Let's talk about sexuality politically
Kristyn makes a point about Gay Pride being political and being about sexuality. She is also a strong supporter of QUAIA. Does she realize the difference between being gay in Israel and being gay in Palestine and the other Arab/Muslim countries? I agree Gay Pride should be political, and about sexuality, so in that case why doesn't Kristyn promote a float about gay sexuality in Middle Eastern countries? It is a known fact that in the Middle East the freedom to be gay exists only in Israel where there is also a Gay Pride parade annually. We know only too well what happens to gay people in the other countries on that continent and in other as well. I would think that issue is much more relevant to a Gay Pride parade.
then it is George for Mayor as he is gay?????
And following xtra's logic on Council choices (coverage only of KMT and 3 other LGBT candidates) , then of course George Smitherman is the only person to vote for as Mayor as he is the only openly LGBT person running. right? He would be the first openly gay Mayor for Toronto which should count for something by xtra's recent council coverage standards.
not a single
candidate represents me. Not a single one. Of course being able to run and actually have a hope in hell of winning wasn't an option for me as it isn't for so so many, I'm not one of the chosen, you know white, gay , male, educated, Canadian born and driven by that first world upbringing. Oh well, here we go again...same ole same ole...
More balance and honesty in election reporting?

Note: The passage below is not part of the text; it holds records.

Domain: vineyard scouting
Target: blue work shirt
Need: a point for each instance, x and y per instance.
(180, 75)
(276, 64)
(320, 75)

I agree with Gilles that Kristyn Wong Tam brings a lot of assets to the table She is a fine candidate
with considerable business & community experience. She is progressive and has a very good LGBT community activist track record. All
assets for sure, & I have been certainly seriously considering voting for her.

But journalistically I think it unfair to profile one of the candidates in a well researched & written glowing cover story two weeks before the election
without giving the others equal space (and photos). In fact most of the 14/15 candidates are not even mentioned by name at all (from the articulate "Green" Chris Tindal to feisty NDP lawyer Joel Dick) because they are not LGBT-just LGBT
freindly. (And the "LGBT candidate" box for Enza and Susan Gapka reduces them to
almost fringe candidates-- they should have been more seriously considered by
xtra on their platforms & merits even if their chances of winning seem remote to
most. After all the first trans city councillor would be quite the story... ) Chan of course needs no more ink-he is the establishment choice--endorsed by Smitherman and Kyle and backed by Liberal money and their formidable machine.
And with so many people running it looks like Chan has the edge even with xtra's breathless presentation of KMT. But it might have been more honest (and fair) of xtra simply to present the candidates as fully as possible (pluses and minuses) and then endorse KMT for the job if that is who the editorial board favour as seems pretty obvious though not ever stated.